La tesis de Sapir es perfectamente crítica y contraria a aquella supuesta máxima denominada Sapir–Whorf. En este texto nos proponemos ser consecuentes con ella y dar cuenta de algunos de los varios niveles de análisis desde los cuales el ritual puede ser observado. Misión compleja, pues ninguna lectura podrá ser lo suficientemente abarcadora para definir y determinar qué fue lo que otomíes, totonacos y nahuas interpretaron en ese proceso ritual. De hecho, difícilmente encontraremos "una interpretación" basada en "una lectura", primero porque son muchas y segundo porque nace de algo que no es una lectura, como la de un texto, y si se redujera a ello, lo que se lee en un ritual no siempre es legible por todos. Son múltiples las dimensiones que intervienen en la praxis ritual, desde las aristas emocionales de los participantes hasta los aspectos meramente políticos y prácticos. Hablar de lo que significan los múltiples actos rituales puede ser harto problemático, pues habrá momentos en que si bien existe una "convención" respecto al significado de tal o cual acción ritual, habrá otros momentos en que sencillamente los símbolos no significaron lo mismo o su significado es irrelevante: es preciso advertir y limitar esa pasión semiótica que busca significados en todas partes.3 La experiencia etnográfica nos ha mostrado que pueden haber actos y palabras rituales cuyo valor más accesible sea su mera expresión formal, un privilegio al plano de la expresión en menoscabo del plano del contenido y de su mutua relación: la semiosis.

 

La vía de las formas

Empezamos por hacer un registro minucioso de los varios episodios que comprendieron este costumbre grande, los cuales no nos ofrecían, en sí mismos, la clave de lo que el ritual significaba. Tampoco nos mostraron una rigurosa sintaxis, en la medida en que el desarrollo del proceso ritual mostró una valiosa flexibilidad para acoplar, añadir, suprimir e inventar determinados actos rituales. ¿Cómo abordar entonces el estudio del ritual en esta región? Desde el momento en que se presupone que el ritual, en toda su complejidad, dice algo, asumimos que tiene una función comunicativa. Ahora bien, de la misma forma que la lengua, el ritual se desarrolla en tiempo y espacio y, por lo tanto, es por definición susceptible de ser descompuesto, en primera instancia, en cadenas sintagmáticas.

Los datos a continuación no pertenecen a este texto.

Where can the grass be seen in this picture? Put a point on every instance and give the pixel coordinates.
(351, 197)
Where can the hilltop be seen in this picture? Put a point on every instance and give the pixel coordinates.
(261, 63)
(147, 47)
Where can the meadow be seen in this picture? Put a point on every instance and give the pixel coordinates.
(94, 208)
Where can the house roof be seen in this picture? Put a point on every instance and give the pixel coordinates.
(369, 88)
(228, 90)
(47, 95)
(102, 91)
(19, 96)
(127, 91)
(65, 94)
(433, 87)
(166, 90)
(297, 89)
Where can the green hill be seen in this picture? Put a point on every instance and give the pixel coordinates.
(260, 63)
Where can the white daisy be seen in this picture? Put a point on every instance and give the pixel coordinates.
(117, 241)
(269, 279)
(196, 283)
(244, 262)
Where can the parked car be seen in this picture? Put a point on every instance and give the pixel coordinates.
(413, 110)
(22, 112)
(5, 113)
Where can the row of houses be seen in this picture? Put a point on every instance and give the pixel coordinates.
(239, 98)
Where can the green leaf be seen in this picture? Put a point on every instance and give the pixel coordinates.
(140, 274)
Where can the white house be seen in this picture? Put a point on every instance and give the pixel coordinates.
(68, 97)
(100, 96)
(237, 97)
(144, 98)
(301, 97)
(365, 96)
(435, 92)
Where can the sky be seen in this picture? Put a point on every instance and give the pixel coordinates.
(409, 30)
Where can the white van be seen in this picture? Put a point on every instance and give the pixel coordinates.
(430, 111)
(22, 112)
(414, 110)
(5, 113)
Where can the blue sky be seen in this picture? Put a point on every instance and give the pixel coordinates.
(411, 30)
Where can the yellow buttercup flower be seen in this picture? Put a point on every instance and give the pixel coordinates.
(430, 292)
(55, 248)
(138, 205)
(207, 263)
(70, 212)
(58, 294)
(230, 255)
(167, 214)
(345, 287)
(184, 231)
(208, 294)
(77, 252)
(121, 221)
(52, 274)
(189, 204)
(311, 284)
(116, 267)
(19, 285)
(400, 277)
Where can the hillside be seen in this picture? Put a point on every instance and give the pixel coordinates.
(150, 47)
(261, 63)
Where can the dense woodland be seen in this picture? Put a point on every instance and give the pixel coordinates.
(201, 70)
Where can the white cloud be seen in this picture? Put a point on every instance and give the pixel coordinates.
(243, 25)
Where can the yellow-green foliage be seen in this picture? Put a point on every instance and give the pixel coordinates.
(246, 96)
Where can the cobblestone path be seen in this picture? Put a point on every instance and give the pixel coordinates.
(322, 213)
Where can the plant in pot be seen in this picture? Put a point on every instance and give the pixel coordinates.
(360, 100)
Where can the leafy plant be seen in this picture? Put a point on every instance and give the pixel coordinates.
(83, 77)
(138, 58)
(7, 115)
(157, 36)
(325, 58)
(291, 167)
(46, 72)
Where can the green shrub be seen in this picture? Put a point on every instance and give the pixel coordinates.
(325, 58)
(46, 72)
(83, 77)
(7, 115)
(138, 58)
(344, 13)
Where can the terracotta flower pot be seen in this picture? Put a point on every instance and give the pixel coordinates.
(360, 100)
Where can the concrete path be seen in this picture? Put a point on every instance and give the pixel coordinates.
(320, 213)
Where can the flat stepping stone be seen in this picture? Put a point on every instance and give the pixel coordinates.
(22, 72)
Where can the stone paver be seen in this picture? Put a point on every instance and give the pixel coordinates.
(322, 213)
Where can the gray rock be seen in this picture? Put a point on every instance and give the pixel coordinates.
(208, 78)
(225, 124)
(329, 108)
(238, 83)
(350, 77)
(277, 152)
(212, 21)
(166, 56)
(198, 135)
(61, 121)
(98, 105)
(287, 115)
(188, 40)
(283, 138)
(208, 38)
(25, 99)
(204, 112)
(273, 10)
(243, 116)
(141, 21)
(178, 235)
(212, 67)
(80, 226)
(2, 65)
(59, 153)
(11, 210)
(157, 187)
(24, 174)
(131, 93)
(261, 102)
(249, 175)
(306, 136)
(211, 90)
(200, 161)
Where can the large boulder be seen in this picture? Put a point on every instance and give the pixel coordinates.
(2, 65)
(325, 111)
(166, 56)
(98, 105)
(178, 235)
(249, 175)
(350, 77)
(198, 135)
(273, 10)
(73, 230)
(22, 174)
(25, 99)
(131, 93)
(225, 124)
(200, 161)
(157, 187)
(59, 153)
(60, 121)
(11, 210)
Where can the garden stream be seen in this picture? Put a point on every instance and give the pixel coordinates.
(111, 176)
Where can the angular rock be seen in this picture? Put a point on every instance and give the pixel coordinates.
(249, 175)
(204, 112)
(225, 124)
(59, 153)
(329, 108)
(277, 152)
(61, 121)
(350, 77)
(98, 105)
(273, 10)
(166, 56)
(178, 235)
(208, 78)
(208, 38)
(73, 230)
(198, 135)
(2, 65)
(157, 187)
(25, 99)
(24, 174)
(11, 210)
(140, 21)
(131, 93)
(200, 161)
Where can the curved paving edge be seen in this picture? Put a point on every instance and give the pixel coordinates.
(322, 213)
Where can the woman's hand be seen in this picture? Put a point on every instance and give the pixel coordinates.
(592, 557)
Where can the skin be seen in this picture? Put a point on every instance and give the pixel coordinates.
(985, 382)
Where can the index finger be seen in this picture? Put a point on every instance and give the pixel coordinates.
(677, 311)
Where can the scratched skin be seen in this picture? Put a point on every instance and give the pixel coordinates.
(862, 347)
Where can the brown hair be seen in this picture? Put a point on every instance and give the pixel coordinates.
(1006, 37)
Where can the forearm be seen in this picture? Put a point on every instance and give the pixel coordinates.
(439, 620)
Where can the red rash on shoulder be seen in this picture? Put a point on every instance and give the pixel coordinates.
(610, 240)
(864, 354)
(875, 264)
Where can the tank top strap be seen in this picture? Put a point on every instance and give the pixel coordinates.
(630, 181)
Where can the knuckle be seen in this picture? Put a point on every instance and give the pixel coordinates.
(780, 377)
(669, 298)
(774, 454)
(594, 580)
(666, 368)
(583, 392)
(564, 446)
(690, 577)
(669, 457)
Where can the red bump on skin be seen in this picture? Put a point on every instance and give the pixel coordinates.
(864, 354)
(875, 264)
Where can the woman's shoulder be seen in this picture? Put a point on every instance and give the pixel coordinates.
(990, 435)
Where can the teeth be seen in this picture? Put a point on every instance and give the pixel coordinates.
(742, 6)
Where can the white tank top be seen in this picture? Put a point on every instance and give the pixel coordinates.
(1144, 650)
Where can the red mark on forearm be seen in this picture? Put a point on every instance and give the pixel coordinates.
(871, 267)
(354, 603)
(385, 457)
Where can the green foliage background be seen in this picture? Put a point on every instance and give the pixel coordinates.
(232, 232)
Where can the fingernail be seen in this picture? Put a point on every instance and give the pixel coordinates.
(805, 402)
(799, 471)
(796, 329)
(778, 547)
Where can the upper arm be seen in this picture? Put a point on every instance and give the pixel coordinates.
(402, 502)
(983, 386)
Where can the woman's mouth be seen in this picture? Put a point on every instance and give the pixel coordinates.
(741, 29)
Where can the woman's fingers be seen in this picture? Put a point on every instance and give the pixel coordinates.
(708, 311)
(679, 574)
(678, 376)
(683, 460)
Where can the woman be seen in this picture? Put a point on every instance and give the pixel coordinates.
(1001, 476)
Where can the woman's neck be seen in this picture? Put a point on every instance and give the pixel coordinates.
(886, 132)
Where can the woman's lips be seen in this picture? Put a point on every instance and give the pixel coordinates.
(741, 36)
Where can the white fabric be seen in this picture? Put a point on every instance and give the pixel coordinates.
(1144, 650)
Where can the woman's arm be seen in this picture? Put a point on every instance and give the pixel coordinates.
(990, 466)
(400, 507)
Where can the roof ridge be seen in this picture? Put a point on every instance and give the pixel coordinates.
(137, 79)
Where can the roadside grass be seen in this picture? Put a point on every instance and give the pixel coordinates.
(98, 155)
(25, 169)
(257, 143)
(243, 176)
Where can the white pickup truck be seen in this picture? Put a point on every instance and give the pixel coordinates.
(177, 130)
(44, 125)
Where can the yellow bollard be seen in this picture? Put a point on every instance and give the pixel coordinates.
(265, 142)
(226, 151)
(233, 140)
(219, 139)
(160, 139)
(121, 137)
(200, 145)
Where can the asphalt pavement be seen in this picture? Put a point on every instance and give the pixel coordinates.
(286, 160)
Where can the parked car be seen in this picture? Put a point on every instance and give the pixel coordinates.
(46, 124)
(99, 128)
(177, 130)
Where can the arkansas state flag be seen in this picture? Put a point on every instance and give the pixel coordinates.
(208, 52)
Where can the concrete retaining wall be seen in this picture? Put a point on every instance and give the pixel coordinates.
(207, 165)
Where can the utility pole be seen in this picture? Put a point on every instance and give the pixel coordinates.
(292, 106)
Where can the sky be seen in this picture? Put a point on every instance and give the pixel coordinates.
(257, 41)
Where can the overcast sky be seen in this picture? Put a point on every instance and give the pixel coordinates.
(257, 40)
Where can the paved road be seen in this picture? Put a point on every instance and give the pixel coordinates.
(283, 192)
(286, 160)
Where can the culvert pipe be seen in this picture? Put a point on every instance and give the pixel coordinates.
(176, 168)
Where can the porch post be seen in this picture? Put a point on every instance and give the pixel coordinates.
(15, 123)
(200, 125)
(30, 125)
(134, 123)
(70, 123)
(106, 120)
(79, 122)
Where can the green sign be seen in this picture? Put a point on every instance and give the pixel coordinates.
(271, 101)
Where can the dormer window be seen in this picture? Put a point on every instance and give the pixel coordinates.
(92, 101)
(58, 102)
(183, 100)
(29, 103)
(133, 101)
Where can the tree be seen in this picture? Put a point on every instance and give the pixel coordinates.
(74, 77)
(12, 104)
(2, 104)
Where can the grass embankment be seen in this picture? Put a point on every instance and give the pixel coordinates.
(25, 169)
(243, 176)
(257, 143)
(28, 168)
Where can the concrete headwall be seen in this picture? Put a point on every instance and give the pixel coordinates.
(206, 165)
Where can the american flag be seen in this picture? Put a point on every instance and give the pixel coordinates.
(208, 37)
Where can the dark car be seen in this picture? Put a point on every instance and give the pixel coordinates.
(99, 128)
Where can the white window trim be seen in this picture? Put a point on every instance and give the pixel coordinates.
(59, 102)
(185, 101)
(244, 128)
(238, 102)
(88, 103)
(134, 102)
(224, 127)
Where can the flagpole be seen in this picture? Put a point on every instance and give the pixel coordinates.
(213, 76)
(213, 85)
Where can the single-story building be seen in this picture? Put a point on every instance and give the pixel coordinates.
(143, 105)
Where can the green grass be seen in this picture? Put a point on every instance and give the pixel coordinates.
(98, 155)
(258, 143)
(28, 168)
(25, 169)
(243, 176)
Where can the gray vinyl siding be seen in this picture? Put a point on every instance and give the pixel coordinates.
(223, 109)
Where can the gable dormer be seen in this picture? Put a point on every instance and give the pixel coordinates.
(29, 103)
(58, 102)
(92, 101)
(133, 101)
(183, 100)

La simple división de un proceso, que puede responder a una necesidad expositiva o a una exigencia metodológica, requiere prestarle singular atención a cómo operar esta desagregación. La gran influencia de la lingüística en las ciencias sociales hizo que la segmentación de los rituales con fines analíticos adquiriera un matiz sin precedentes. Edmund Leach, por ejemplo, afirmaba que:

[...] en la búsqueda del entendimiento del ritual estamos, en efecto, intentando descubrir las reglas de gramática y sintaxis de un lenguaje desconocido, y esto resulta ser una muy complicada tarea [Leach, 1978 (1976)].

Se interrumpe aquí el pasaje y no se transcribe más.